I resent the belief that our bodies are supposed to work perfectly without medicine. You know – this suggestion that we can achieve absolute health if only we live some ideally balanced lifestyle and blah blah blah. I think modern western medicine is great and many people are alive because of it.
That said, when Dr. Cardiologist added an ACE inhibitor and a proton-pump inhibitor to my current regimen, all I could think was: “UUUGH, I am so over taking all these medications.” I was already taking baby aspirin, Effient (my anticoagulant, check out Bruises) and 80 mg of atorvastatin.
Do I really need these new meds? What do they do? What are the damned inevitable side effects? Why do you hate me?
Of course, Dr. Cardiologist kindly explained each of the meds.
ACE inhibitors are usually used in treatment of hypertension, which I don’t have (106/68, baby!). But, he said there is evidence that they also reduce the effects of coronary artery disease. Thus, taking it could be very helpful. But I have to go back every two weeks to have my potassium levels and blood pressure checked – because there is a risk my potassium could get too high and my blood pressure will get too low. So yes, we have to monitor for potential side effects – but it could help me not have another clogged artery. And yes, I need to try the ACE inhibitor and not be a cry-baby about it.

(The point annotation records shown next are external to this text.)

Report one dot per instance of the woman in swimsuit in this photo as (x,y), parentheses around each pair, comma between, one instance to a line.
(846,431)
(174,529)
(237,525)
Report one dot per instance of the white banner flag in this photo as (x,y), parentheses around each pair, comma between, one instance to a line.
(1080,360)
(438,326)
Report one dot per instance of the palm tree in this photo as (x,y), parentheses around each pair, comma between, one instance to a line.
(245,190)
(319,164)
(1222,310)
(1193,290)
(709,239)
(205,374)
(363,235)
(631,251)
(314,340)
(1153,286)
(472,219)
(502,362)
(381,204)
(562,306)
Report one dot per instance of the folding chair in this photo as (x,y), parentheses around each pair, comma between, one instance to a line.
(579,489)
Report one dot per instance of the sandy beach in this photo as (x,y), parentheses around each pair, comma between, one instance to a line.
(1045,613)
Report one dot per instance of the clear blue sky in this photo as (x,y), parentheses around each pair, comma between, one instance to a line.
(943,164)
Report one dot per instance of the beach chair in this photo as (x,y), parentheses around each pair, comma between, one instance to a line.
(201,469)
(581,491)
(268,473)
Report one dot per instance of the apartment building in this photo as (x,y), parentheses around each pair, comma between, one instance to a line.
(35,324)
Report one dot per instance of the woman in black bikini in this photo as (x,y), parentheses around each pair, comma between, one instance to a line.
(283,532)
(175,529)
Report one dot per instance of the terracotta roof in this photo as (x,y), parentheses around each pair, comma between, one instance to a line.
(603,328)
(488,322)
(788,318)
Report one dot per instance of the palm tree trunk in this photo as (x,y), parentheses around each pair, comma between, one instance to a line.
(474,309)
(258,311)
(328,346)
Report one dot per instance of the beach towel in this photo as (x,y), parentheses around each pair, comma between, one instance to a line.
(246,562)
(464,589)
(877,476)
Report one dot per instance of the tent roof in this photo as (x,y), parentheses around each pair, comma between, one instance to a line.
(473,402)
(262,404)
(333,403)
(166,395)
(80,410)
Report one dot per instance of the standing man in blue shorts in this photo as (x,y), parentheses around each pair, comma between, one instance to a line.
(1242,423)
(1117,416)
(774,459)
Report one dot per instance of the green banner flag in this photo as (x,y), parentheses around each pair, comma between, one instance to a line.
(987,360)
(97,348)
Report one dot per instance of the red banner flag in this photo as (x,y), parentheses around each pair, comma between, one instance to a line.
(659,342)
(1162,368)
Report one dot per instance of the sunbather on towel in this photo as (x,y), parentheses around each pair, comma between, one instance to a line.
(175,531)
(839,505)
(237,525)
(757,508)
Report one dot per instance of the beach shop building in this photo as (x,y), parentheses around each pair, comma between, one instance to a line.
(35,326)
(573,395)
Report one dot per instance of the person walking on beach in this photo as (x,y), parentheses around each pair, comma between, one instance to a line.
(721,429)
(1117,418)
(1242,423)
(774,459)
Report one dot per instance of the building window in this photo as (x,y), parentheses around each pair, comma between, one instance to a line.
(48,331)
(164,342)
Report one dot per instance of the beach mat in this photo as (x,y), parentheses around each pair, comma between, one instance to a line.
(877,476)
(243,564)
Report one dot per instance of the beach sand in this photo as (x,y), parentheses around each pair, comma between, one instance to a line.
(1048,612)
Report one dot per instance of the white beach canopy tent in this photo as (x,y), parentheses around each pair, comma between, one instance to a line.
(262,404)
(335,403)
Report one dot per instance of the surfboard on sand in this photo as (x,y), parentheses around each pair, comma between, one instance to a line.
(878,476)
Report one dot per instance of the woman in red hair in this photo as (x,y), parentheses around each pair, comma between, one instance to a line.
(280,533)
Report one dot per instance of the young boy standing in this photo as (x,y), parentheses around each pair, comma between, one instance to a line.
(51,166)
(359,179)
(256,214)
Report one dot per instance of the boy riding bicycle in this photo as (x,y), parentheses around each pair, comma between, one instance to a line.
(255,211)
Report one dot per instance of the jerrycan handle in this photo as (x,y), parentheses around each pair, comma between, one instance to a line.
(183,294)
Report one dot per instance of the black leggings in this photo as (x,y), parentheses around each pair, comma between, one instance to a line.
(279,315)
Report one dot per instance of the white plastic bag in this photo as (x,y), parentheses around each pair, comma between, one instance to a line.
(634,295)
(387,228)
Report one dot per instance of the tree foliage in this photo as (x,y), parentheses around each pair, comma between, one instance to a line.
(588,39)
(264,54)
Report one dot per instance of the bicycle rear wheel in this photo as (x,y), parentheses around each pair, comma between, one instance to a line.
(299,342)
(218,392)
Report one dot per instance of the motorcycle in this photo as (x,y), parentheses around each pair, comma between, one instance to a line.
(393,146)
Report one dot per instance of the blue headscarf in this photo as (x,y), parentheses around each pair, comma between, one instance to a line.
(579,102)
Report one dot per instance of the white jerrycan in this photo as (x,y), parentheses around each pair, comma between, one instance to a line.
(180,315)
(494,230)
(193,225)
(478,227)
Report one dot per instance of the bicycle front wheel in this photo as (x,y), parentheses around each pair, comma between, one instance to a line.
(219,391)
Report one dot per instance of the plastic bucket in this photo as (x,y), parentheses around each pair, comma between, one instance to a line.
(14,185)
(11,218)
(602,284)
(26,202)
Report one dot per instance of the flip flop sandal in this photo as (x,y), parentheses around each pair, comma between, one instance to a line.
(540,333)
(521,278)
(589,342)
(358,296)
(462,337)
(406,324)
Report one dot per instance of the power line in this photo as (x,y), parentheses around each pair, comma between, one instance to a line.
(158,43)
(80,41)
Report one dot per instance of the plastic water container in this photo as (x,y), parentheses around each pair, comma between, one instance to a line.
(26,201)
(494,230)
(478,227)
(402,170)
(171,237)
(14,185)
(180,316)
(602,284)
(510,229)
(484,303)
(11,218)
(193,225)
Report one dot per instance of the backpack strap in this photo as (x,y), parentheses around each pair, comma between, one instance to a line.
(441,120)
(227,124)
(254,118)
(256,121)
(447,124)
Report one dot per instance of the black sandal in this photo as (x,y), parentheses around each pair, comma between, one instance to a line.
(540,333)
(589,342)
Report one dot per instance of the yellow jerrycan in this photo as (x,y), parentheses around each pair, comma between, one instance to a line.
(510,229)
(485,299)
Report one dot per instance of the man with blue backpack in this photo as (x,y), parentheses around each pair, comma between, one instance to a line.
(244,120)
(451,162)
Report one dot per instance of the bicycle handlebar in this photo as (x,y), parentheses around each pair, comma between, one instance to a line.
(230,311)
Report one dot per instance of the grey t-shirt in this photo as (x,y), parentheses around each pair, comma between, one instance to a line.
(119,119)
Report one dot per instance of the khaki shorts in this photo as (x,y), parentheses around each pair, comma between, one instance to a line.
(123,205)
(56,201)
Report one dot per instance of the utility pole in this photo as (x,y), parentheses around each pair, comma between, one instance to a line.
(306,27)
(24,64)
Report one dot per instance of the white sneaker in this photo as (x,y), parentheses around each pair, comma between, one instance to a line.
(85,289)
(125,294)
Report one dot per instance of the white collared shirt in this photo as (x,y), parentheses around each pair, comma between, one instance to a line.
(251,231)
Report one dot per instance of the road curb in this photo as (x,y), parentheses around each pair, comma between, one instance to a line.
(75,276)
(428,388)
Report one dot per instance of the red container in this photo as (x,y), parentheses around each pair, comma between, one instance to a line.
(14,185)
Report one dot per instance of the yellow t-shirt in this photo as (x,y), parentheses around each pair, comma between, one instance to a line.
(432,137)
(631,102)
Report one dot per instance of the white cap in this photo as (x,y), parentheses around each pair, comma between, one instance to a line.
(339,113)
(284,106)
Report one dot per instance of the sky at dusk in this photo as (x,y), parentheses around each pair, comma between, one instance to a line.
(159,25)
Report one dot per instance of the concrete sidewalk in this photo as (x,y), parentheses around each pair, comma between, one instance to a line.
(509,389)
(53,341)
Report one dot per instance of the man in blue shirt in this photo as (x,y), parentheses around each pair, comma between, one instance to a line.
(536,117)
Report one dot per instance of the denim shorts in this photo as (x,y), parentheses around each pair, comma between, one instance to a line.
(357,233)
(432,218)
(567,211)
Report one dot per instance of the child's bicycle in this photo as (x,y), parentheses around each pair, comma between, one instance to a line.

The protein-pump inhibitor, also known as omeprazole, is generally used to treat acid reflux, which I don’t really have. Dr. Cardiologist is less adamant about this one, but he highly recommends it for two reasons: first, it can reduce the possibility of stomach bleed (which I’m at higher risk of because of the Effient), and second, my stomach has been a little queasy since I started taking the baby aspirin. So yeah, I need to take this one too.
Lastly, I asked him about my statin (the atorvastatin). Statins are drugs given to reduce LDL (the bad cholesterol). My LDL was 72 before I even started on statins – that’s pretty good. But Dr. Cardiologist explained that statins have pleiotropic effects. That means (I think) that they reduce other problems of coronary artery disease unrelated to the treatment of high cholesterol. Dr. Cardiologist has ordered a cholesterol panel on me in two weeks to see if my LDL is too low (but they aren’t sure if there’s such a thing as too low).
Verdict: Yes, I need to be on all the pills. There are far worse things than taking pills – like dying of a heart attack. I do, however, feel better since I asked. More importantly, I’m grateful to have a doctor that took the time to help me understand and health insurance that covers these medicines. I need to stop complaining and appreciate what I have.